15 Temmuz darbe girişiminden sonra ilan edilen OHAL’de ihraç edilenler hakkında karar vermek için kurulan OHAL Komisyonu’nun süresi birkaç gün önce bir yıl daha uzatıldı.
OHAL döneminde çıkarılan KHK’ler hem toplumun bütününü disiplin altına almak hem de hükümetin muhalif gördüğü, istemediği kamu çalışanlarını keyfi bir biçimde tasfiye etmesi için kullanıldı. KHK’ler ile 125 bin 678 kamu çalışanı işten çıkarıldı. Bu basitçe bir işten çıkarma işlemi de değildi, KHK’lilerin kamu sektörü dışında da işlerini yapmaları yasaklandı, pasaportlarına el konuldu ve en temel haklarından mahrum bırakıldılar. Hükümet medyasının en önde giden isimlerinden Cem Küçük’ün, Barış İçin Akademisyenler için önerdiği “medeni ölüm” formülü OHAL KHK’leri aracılığıyla akademisyenleri de aşan bir şekilde hayata geçirilmiş oldu. O güne kadar hukukta hiç karşımıza çıkmayan ve ne olduğu belirsiz “terörle iltisak” kavramı da bu dönemde hayatımıza girdi.
Komisyon, hak aramanın önünde engel
İhraçlar sonrasında KHK’lilerin hak aramasının önüne de engeller çıkarıldı. Anayasa Mahkemesi ve idare mahkemelerine yapılan başvurular OHAL bahane edilerek reddedildi, Avrupa İnsan Hakları Mahkemesi ise iç hukuk yollarının tüketilmesi gerektiğini söyleyerek KHK’lilerin başvurularını reddetti.

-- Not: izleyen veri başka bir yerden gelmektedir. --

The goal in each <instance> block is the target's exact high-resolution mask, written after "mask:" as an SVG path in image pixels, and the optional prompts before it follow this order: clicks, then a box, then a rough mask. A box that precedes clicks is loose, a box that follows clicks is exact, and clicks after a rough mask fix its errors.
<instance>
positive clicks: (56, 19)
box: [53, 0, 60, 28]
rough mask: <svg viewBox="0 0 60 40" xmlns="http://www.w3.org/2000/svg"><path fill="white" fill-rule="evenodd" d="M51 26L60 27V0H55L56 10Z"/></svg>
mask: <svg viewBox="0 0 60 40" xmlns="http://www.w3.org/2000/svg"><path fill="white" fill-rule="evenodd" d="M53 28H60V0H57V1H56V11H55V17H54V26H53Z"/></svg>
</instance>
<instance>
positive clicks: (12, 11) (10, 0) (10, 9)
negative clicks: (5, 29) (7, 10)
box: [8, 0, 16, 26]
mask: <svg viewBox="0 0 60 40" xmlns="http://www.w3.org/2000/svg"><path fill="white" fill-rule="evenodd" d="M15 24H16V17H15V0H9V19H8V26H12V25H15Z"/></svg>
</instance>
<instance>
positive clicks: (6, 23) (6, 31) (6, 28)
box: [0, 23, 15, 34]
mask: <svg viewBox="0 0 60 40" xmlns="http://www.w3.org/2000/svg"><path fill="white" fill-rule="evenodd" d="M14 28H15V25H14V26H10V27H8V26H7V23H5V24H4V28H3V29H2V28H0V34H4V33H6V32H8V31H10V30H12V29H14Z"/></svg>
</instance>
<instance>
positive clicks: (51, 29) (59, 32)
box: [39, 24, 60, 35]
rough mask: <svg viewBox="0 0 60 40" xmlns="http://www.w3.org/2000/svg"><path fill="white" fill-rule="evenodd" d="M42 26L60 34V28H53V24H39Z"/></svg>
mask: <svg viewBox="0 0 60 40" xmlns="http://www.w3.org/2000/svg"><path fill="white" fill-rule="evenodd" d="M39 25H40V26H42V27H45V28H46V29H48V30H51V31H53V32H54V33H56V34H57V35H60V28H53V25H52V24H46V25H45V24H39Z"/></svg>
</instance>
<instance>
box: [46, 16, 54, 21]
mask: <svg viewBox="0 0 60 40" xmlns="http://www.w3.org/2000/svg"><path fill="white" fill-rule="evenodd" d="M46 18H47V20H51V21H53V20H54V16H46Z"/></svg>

Tam bu noktada AKP hükümeti bir oyalama formülü olarak OHAL Komisyonu’nu devreye soktu. Komisyon iki yıllığına görev yapacak ve bu süreçte haksızlığa uğrayanların mesleklerini ve özlük haklarını iade edecekti. Komisyon, 22 Mayıs 2017 tarihinde kuruldu, 17 Temmuz’da ise göreve başladı. İki yıllık görev süresi dolduğunda yeniden bir yıllığına uzatıldı. OHAL 2018’de kaldırılmasına rağmen komisyon varlığını sürdürüyor. Bu süreçte KHK’liler işsizliğe mahkûm edildi, intihar edenler, ülke dışına botlarla çıkmaya çalışırken boğularak hayatını kaybeden, süreçte sağlığını kaybedenler oldu. Komisyon, bugüne kadar yapılan toplam 126 bin 300 başvurudan 12 bin 680’ini iade ile sonuçlandırdı, 97 bin 570’ini reddetti. Reddedilenler için idari mahkeme yolu açılmış oldu ancak aralarında geçen yıl beraat eden, haklarının ihlal edildiği Anayasa Mahkemesi kararıyla sabit olan barış akademisyenlerinin de bulunduğu 16 binin üzerinde başvuru hâlâ komisyonda bekletiliyor. Bu insanlar için henüz yargıya başvurmak mümkün değil.
Bir cezalandırma mekanizması
OHAL sürecinde yürütülen ihraçlar başından beri hukuksuzdu. OHAL’in sonuçları OHAL süresini aşan cezalandırmalara dönüştürüldü. Bugün suçsuzluğu hukuk karşısında da kanıtlanmış olan insanların komisyonda bekletilmesi ve komisyonun süresinin sürekli uzatılması bir cezalandırma mekanizmasının devrede olduğunu gösteriyor. Geçtiğimiz günlerde CHP Genel Başkan Yardımcısı Gülizar Biçer Karaca, OHAL Komisyonu Başkanı ile görüştüğünü ve bu görüşmede OHAL Başkanı’ın kendisine “Yargı kararları bizleri bağlamaz, komisyon idari karar verir, mahkemelerden daha geniş kapsamlı soruşturma yapma haklarımız var ve bu hakkı da sonuna kadar kullanacağız” dediğini açıkladı. Başkana göre ortada bir suçlama olmamasına rağmen, ne zaman bitirecekleri belli olmayan soruşturmalarda KHK’liler hakkında delil bulunamazsa kurumlarına geri dönüp dönmemeleri gerektiği sorulacak yani KHK’lilerin geri dönüşüne mahkemeler de değil ihraç listelerine isimlerini yazan kurum yetkilileri karar verecek.
Bu, burjuva hukukunun bile çiğnenmesi, ihraçların ne zaman biteceği belirsiz bir cezalandırmaya dönüşmesi demektir ve işçi sınıfına dönük bir saldırıdır.
OHAL Komisyonu, kendini hukukun üzerinde konumlandıran bir mekanizma. En temel insan haklarını ihlal edip ceza dağıtan bir kurum olarak davranırken suç işliyor. Komisyon derhal lağvedimeli, OHAL KHK’leri iptal edilmeli, hakkında mahkeme kararı olmayan KHK’liler tüm özlük haklarıyla beraber işlerine geri döndürülmeli, hak gaspından sorumlu olanlar hukuk karşısında hesap vermelidir.